In a study of 363 patients with mandibular fractures, systemic illness was noted in 10.5% of the cohort, and more than 80% of the subjects had sustained their injury because of assault. The mandible angle was the most common site of fracture (56%). Most (64%) of the patients had sustained multiple fractures, and when multiple sites were involved, the angle and body were more commonly involved. 
Age and sex
Adult male-to-female ratio is 3:1. Suspect domestic violence or sexual assault in women as this may coexist in 30% of cases. Male predominance is reduced to 3:2 in children. In nonmotor vehicle injury, the possibility of child abuse should be a concern.
In a retrospective review of pediatric patients (age, ≤18 yr) with mandibular fractures treated at the Mayo Clinic, 122 patients were identified with 216 mandibular fractures. The prevalent mechanisms of injury were motor vehicle accidents (N = 52 [43%]), sports injuries (N = 24 [20%]), and assault (N = 13 [11%]). The most common fracture sites were subcondylar, parasymphyseal, angle, and body. 

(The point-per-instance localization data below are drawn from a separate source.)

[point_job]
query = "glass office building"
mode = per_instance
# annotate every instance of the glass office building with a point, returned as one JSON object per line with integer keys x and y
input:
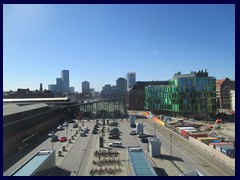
{"x": 191, "y": 94}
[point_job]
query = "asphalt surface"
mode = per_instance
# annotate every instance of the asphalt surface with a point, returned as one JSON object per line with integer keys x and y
{"x": 78, "y": 158}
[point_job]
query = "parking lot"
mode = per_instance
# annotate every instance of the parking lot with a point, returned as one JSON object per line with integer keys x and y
{"x": 83, "y": 156}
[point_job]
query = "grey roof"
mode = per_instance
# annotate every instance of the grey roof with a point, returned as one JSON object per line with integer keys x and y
{"x": 35, "y": 99}
{"x": 141, "y": 165}
{"x": 30, "y": 167}
{"x": 9, "y": 109}
{"x": 194, "y": 172}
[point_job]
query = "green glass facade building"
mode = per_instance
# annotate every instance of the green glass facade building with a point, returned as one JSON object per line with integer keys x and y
{"x": 187, "y": 94}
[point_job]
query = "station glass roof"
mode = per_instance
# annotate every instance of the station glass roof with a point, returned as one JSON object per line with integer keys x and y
{"x": 31, "y": 165}
{"x": 140, "y": 164}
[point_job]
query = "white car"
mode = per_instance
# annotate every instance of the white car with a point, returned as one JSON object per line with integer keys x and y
{"x": 60, "y": 127}
{"x": 65, "y": 124}
{"x": 51, "y": 134}
{"x": 115, "y": 144}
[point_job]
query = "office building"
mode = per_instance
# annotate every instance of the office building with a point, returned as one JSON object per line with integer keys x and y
{"x": 52, "y": 88}
{"x": 65, "y": 81}
{"x": 191, "y": 94}
{"x": 223, "y": 95}
{"x": 131, "y": 79}
{"x": 59, "y": 84}
{"x": 71, "y": 90}
{"x": 137, "y": 94}
{"x": 232, "y": 93}
{"x": 85, "y": 88}
{"x": 122, "y": 84}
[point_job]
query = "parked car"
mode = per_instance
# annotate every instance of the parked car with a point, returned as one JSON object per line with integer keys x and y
{"x": 144, "y": 140}
{"x": 85, "y": 130}
{"x": 51, "y": 134}
{"x": 114, "y": 123}
{"x": 142, "y": 135}
{"x": 63, "y": 139}
{"x": 94, "y": 132}
{"x": 82, "y": 134}
{"x": 75, "y": 125}
{"x": 60, "y": 127}
{"x": 54, "y": 138}
{"x": 115, "y": 144}
{"x": 114, "y": 129}
{"x": 71, "y": 121}
{"x": 114, "y": 136}
{"x": 133, "y": 133}
{"x": 65, "y": 124}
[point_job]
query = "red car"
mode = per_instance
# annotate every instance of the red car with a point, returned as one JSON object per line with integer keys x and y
{"x": 63, "y": 139}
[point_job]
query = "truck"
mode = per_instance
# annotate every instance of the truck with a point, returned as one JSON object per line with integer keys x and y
{"x": 132, "y": 121}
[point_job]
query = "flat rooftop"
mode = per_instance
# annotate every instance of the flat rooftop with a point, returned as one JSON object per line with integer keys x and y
{"x": 30, "y": 167}
{"x": 140, "y": 163}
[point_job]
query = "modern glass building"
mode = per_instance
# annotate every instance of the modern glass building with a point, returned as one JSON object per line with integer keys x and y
{"x": 131, "y": 79}
{"x": 187, "y": 94}
{"x": 65, "y": 80}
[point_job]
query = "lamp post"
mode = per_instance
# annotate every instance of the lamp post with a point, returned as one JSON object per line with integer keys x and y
{"x": 170, "y": 145}
{"x": 155, "y": 129}
{"x": 67, "y": 134}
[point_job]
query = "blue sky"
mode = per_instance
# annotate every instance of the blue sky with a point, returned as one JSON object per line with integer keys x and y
{"x": 100, "y": 43}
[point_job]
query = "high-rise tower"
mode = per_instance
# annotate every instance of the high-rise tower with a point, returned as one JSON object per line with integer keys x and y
{"x": 131, "y": 79}
{"x": 65, "y": 81}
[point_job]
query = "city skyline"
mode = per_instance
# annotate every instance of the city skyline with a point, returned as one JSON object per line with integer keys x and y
{"x": 100, "y": 43}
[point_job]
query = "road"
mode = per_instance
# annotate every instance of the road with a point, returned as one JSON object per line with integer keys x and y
{"x": 77, "y": 159}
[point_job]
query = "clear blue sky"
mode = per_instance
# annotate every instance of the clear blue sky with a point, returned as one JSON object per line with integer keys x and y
{"x": 100, "y": 43}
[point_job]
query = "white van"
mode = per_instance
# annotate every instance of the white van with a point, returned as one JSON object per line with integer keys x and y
{"x": 115, "y": 144}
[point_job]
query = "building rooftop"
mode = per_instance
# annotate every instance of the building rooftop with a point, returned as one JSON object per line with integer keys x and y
{"x": 35, "y": 99}
{"x": 140, "y": 163}
{"x": 9, "y": 109}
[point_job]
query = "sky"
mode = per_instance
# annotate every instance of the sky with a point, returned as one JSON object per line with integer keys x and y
{"x": 100, "y": 43}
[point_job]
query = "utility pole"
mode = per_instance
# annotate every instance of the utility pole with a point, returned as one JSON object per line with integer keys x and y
{"x": 155, "y": 129}
{"x": 170, "y": 145}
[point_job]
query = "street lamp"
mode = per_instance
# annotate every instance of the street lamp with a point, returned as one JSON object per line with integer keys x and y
{"x": 155, "y": 128}
{"x": 67, "y": 134}
{"x": 170, "y": 145}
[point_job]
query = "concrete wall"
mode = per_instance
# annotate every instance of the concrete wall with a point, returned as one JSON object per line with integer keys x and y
{"x": 12, "y": 143}
{"x": 222, "y": 157}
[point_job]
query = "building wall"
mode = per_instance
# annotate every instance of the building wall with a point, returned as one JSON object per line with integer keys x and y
{"x": 85, "y": 88}
{"x": 223, "y": 88}
{"x": 232, "y": 92}
{"x": 14, "y": 141}
{"x": 131, "y": 79}
{"x": 65, "y": 80}
{"x": 183, "y": 95}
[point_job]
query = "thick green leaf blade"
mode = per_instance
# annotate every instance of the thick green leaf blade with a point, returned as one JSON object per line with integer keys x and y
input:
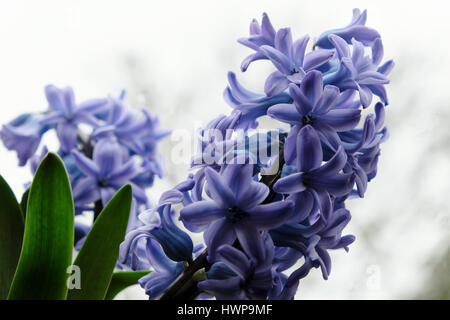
{"x": 11, "y": 235}
{"x": 48, "y": 238}
{"x": 24, "y": 202}
{"x": 98, "y": 256}
{"x": 122, "y": 280}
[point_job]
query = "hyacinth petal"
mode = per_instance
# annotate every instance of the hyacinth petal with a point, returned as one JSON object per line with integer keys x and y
{"x": 324, "y": 201}
{"x": 252, "y": 196}
{"x": 92, "y": 105}
{"x": 285, "y": 112}
{"x": 372, "y": 77}
{"x": 172, "y": 196}
{"x": 334, "y": 165}
{"x": 379, "y": 116}
{"x": 377, "y": 51}
{"x": 249, "y": 59}
{"x": 365, "y": 95}
{"x": 270, "y": 216}
{"x": 223, "y": 290}
{"x": 67, "y": 135}
{"x": 106, "y": 193}
{"x": 301, "y": 102}
{"x": 219, "y": 232}
{"x": 312, "y": 86}
{"x": 290, "y": 145}
{"x": 238, "y": 90}
{"x": 107, "y": 156}
{"x": 69, "y": 100}
{"x": 283, "y": 41}
{"x": 379, "y": 91}
{"x": 328, "y": 99}
{"x": 125, "y": 172}
{"x": 86, "y": 165}
{"x": 53, "y": 117}
{"x": 316, "y": 58}
{"x": 341, "y": 46}
{"x": 54, "y": 98}
{"x": 217, "y": 188}
{"x": 86, "y": 191}
{"x": 309, "y": 149}
{"x": 236, "y": 260}
{"x": 304, "y": 204}
{"x": 341, "y": 119}
{"x": 138, "y": 192}
{"x": 325, "y": 262}
{"x": 267, "y": 29}
{"x": 328, "y": 135}
{"x": 251, "y": 241}
{"x": 387, "y": 67}
{"x": 298, "y": 50}
{"x": 275, "y": 83}
{"x": 280, "y": 61}
{"x": 291, "y": 184}
{"x": 197, "y": 216}
{"x": 237, "y": 177}
{"x": 338, "y": 185}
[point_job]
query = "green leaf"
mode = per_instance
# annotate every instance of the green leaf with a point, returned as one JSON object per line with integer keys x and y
{"x": 98, "y": 256}
{"x": 122, "y": 280}
{"x": 11, "y": 235}
{"x": 24, "y": 202}
{"x": 48, "y": 239}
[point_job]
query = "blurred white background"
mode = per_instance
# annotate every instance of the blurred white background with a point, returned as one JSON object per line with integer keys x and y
{"x": 172, "y": 57}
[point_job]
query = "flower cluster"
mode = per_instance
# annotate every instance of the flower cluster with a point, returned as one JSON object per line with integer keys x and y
{"x": 103, "y": 144}
{"x": 264, "y": 231}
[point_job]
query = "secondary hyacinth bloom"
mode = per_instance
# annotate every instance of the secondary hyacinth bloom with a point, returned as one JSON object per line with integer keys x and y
{"x": 23, "y": 135}
{"x": 251, "y": 105}
{"x": 314, "y": 183}
{"x": 260, "y": 35}
{"x": 252, "y": 279}
{"x": 290, "y": 60}
{"x": 66, "y": 114}
{"x": 314, "y": 106}
{"x": 107, "y": 171}
{"x": 103, "y": 144}
{"x": 356, "y": 71}
{"x": 266, "y": 222}
{"x": 356, "y": 29}
{"x": 235, "y": 210}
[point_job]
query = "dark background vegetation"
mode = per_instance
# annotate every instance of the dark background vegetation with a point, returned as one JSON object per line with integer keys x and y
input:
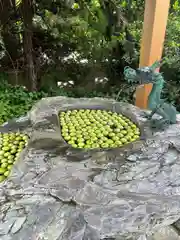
{"x": 76, "y": 48}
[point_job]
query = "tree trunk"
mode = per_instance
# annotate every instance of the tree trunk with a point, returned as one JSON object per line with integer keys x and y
{"x": 27, "y": 13}
{"x": 9, "y": 36}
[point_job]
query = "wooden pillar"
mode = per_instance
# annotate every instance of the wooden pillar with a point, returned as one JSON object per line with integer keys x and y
{"x": 155, "y": 21}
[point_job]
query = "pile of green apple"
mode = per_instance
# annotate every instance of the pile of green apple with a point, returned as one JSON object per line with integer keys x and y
{"x": 89, "y": 129}
{"x": 11, "y": 145}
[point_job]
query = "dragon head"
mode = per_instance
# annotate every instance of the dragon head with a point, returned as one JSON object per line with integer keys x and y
{"x": 143, "y": 75}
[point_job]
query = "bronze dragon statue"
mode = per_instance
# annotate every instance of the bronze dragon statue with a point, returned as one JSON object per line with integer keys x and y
{"x": 157, "y": 105}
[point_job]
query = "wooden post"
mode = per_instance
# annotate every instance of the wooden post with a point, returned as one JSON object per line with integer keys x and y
{"x": 155, "y": 21}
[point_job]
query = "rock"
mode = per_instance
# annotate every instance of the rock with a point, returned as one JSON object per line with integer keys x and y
{"x": 57, "y": 192}
{"x": 5, "y": 227}
{"x": 165, "y": 233}
{"x": 18, "y": 224}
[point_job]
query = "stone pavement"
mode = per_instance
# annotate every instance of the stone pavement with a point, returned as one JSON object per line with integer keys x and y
{"x": 59, "y": 193}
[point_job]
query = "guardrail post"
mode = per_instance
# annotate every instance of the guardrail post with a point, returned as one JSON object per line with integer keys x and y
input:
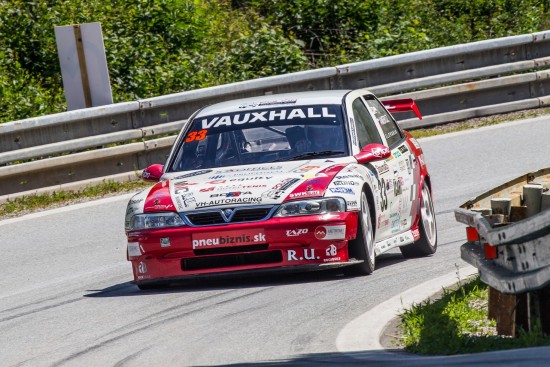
{"x": 510, "y": 311}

According to another study of mandible fractures in pediatric patients (≤18 yr), younger patients (≤12 yr) and female patients tended to have condyle fractures caused more commonly by falls, while older patients (13-18 yr) and male patients tended to have angle fractures caused by assault. 
In a study of facial fractures in the elderly (>64 yr) compared with those in younger patients, elderly patients tended to experience less severe facial fractures and were more likely to have experienced injury from a fall. Compared to younger patients, the older patients sustained a higher incidence of maxillary, nasal, and orbital floor fractures and a lower incidence of mandible fractures. 
Instruct patient on how to release Erich arch wire if he or she has problems with airway.
Place patient on a diet of soft or pureed food.